I did a training as mediator with “Seniorpartner in School e. V.” (here you find the full text in German). Our teacher Thomas Jennrich taught us NVC (Nonviolent Communication) according to Marshall B. Rosenberg by using the two symbolic NVC animals, the wolf and the giraffe. The wolf embodies the way we usually deal with each other, on the other hand, the giraffe, the land creature with the biggest heart, how we can communicate empathetically, i.e. sensitively. NVC does not analyze and does not propose any solutions. It tries to understand which need is not met when we are unhappy.
Needs such as community, contact, love, security, appreciation and many others know no nationality or national borders and are the same for all people. We use different strategies to meet our needs. However, some strategies do not lead to the goal, but lead to arguments.
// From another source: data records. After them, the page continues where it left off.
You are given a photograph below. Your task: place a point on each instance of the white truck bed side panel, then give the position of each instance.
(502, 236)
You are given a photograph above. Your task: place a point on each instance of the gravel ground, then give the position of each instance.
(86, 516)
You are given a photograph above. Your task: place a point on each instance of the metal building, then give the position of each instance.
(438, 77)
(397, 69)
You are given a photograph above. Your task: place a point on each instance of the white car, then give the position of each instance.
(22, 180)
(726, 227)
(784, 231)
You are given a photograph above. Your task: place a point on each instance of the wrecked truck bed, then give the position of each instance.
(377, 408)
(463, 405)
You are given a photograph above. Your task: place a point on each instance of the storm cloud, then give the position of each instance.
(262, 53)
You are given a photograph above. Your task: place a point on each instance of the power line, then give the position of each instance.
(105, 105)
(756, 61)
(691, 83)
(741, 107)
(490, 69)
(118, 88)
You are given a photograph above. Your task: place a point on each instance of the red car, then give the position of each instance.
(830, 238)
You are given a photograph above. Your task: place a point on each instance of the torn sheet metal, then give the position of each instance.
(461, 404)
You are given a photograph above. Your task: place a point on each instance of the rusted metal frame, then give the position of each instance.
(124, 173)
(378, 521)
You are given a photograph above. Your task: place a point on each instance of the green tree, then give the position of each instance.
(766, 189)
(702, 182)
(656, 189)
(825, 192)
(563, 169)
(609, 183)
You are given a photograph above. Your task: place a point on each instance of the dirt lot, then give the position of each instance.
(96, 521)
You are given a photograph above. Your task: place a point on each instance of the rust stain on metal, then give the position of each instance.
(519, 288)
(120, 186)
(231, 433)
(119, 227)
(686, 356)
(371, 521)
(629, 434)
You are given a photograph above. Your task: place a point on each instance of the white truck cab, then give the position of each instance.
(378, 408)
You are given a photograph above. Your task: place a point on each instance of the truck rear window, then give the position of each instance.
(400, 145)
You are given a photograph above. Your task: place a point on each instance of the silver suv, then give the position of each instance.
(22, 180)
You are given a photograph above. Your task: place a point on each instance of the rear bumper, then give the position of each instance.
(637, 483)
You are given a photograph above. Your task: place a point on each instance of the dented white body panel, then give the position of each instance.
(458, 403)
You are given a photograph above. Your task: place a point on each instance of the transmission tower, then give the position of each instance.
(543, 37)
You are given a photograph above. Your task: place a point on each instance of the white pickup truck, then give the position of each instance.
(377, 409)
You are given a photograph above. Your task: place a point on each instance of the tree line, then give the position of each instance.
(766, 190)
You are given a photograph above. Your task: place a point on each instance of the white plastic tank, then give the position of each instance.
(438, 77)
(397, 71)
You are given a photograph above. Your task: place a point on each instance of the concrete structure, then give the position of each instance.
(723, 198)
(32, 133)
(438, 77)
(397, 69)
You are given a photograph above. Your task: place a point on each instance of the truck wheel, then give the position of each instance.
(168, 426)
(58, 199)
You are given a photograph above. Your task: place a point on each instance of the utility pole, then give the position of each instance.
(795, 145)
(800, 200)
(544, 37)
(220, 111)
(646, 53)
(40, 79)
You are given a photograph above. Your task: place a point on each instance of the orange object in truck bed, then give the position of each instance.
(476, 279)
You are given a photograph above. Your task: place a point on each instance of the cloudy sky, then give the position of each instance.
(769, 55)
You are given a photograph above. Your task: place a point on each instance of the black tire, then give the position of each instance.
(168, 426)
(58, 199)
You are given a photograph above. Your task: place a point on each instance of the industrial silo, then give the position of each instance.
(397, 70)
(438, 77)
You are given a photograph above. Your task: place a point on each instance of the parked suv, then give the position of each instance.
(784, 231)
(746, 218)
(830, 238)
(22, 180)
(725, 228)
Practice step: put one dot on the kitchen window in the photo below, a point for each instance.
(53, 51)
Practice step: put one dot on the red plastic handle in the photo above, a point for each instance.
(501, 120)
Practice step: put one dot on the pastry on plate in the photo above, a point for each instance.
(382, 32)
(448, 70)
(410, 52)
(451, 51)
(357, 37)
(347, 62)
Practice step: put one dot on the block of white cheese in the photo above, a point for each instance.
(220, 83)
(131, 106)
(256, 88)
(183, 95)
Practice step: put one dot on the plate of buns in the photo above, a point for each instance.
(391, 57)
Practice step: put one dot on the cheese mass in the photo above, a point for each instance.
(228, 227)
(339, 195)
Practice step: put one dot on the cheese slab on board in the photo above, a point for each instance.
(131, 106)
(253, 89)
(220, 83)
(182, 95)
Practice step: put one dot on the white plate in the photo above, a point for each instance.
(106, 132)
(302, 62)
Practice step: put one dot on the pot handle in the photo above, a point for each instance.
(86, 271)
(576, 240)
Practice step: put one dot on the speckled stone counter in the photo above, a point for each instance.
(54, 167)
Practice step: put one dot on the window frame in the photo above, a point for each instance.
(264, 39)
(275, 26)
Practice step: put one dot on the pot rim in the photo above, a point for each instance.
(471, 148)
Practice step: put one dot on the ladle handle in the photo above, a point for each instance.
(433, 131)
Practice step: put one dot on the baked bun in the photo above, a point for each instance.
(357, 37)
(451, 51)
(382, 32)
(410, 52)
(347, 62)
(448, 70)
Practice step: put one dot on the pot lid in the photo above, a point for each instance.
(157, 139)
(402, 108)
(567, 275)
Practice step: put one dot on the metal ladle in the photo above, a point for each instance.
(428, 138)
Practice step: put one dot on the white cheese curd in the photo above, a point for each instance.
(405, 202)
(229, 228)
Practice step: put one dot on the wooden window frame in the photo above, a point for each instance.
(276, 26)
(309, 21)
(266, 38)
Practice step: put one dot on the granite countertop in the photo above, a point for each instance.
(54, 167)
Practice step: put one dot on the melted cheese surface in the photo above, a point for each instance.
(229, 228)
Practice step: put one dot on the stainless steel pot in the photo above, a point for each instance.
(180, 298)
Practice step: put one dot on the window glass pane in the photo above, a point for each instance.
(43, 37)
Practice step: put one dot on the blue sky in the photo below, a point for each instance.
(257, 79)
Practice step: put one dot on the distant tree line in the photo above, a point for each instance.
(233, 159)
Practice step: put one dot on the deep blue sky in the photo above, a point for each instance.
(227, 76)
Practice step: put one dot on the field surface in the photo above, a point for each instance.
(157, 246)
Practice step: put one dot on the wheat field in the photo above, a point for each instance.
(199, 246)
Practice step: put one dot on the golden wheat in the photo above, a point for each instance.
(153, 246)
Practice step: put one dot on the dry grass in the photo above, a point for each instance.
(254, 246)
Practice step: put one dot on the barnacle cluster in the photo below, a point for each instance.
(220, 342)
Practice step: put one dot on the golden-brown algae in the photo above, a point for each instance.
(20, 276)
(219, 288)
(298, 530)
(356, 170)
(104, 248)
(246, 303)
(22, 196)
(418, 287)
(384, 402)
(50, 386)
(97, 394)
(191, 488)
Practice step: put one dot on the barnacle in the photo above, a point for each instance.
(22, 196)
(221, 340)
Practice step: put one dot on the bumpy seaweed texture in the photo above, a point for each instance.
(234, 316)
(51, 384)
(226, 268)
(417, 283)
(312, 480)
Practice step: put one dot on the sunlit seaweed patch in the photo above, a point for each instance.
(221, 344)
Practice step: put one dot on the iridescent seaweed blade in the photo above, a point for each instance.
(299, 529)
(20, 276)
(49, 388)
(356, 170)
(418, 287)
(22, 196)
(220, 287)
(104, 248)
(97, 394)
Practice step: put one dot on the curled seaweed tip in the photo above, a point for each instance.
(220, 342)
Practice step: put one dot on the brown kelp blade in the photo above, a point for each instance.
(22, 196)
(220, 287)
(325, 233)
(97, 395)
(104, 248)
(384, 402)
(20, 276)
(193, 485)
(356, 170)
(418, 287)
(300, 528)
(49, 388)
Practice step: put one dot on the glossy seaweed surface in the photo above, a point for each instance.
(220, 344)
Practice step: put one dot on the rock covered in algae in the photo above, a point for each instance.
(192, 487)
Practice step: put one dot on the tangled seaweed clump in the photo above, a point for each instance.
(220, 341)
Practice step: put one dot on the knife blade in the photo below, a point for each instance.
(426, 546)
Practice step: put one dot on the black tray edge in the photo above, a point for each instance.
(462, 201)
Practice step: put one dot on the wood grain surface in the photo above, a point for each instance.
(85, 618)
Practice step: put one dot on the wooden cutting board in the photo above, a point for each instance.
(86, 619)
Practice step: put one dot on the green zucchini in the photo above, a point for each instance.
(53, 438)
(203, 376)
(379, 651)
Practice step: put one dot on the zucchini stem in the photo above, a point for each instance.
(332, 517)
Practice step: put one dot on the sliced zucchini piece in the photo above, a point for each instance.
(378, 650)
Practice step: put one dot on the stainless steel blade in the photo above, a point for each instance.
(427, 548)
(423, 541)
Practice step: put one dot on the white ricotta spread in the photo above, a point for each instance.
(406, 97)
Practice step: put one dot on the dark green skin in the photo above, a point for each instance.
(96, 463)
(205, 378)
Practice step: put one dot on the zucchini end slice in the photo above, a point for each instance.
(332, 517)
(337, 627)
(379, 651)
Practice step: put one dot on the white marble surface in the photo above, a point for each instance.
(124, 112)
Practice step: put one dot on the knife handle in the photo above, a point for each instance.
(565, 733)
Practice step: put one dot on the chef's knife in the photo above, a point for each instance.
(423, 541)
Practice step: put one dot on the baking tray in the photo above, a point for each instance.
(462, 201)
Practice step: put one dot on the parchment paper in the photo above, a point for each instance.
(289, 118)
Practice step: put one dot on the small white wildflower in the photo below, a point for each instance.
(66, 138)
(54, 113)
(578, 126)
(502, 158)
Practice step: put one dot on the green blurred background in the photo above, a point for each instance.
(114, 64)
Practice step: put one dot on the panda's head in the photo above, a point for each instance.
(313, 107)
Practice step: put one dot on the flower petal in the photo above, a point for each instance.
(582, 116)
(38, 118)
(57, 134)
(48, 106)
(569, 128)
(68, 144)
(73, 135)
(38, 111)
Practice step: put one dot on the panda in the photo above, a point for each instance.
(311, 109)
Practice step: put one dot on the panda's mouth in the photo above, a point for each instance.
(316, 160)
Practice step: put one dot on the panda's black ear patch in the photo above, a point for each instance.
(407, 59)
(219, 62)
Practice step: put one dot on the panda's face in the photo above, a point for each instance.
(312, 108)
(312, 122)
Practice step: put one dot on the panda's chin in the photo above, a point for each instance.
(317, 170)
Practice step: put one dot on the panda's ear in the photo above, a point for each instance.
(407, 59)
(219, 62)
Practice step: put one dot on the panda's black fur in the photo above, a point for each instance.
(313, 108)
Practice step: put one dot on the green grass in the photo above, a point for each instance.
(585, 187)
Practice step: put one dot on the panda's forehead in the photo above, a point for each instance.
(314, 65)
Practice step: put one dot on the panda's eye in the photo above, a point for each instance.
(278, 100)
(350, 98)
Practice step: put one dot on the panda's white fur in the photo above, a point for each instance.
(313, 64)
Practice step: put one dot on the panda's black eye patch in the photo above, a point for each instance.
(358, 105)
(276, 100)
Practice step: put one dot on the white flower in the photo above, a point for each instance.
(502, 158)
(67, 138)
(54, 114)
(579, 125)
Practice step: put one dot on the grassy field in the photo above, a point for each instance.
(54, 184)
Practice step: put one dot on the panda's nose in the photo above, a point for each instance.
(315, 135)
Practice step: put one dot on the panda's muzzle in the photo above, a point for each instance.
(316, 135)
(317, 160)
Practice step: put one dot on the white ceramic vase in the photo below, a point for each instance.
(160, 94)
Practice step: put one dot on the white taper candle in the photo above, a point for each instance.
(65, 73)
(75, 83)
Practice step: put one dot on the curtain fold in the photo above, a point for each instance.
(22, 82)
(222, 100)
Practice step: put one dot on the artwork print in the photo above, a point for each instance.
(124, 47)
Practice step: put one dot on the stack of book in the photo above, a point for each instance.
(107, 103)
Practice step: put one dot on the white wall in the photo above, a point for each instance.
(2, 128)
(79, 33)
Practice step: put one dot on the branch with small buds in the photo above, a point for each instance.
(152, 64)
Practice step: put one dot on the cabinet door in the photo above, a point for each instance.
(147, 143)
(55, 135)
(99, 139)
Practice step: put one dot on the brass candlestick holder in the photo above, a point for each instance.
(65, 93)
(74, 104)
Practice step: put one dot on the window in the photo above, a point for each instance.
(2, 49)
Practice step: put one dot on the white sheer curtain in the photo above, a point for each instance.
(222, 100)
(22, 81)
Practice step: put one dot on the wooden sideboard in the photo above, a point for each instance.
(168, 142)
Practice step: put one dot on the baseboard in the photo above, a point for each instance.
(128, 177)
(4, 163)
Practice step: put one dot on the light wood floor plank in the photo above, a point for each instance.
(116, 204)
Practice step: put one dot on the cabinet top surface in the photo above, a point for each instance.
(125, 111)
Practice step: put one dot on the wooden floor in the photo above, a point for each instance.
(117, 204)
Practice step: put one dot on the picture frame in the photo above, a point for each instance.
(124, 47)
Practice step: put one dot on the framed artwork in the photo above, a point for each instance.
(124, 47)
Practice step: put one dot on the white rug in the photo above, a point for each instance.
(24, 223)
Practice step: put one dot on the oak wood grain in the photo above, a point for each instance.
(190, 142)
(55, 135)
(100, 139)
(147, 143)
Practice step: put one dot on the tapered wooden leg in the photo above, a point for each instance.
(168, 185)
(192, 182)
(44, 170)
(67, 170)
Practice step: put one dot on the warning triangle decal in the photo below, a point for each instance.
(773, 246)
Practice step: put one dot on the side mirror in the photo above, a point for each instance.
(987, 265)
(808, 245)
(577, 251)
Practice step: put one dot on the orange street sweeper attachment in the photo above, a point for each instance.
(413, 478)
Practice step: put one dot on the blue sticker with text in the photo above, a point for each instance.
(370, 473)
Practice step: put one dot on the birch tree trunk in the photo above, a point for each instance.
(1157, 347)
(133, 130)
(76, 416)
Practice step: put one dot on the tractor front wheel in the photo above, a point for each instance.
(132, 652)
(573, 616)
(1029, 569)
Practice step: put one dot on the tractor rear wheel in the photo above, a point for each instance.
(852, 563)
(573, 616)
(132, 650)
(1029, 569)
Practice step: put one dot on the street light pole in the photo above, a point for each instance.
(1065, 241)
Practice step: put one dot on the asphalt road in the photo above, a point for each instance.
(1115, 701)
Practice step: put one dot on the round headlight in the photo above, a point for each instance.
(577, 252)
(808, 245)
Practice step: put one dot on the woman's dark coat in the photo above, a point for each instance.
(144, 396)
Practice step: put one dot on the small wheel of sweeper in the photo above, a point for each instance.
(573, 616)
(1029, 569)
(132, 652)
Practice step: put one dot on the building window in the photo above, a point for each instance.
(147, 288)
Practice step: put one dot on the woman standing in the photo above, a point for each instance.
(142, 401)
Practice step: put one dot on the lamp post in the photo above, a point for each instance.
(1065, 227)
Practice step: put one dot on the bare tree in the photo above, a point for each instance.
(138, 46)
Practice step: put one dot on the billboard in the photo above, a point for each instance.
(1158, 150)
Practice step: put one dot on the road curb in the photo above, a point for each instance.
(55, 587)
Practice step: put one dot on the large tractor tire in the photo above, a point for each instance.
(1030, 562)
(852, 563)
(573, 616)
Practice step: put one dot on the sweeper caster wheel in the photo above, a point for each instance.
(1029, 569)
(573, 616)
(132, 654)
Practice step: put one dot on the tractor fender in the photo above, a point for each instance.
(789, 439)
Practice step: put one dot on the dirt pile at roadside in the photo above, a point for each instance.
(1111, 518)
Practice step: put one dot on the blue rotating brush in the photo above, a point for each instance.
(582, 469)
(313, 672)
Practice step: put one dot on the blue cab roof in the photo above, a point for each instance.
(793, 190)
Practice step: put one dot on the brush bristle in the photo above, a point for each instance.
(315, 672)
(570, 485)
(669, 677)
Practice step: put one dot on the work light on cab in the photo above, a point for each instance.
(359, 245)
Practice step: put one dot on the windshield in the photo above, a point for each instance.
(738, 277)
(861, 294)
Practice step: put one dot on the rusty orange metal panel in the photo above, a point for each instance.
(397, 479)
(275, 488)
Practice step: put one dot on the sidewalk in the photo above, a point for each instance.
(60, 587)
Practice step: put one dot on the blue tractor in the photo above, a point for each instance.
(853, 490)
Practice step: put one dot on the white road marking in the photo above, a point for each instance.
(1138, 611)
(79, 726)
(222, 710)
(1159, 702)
If Paul doesn’t want to play with Beate, but rather with other children, Beate’s need for community is not fulfilled. Paul is the “strategy” with which Beate tries to meet her need for community. But there are “1000 other strategies” (M.B. Rosenberg), how Beate can satisfy her need for community. Empathic listening tries to make the other person’s needs aware and asks, for example: “Are you sad because contact is important to you?” If the other person recognizes the need behind his or her unhappiness, he or she will be able to find new strategies to meet his or her need.
But that we only have gradually understood. The numerous practical exercises and role-plays that we did in addition to the theory in 3 blocks of the 80-hour, in-depth training to become a mediator were most helpful. For me, the role-playing games, in which two students sat opposite two mediators, were an eye opener. In the role of the pupil, we were able to empathize with typical conflict situations among pupils, while the mediators were able to practice the process of mediation and the application of the NVC.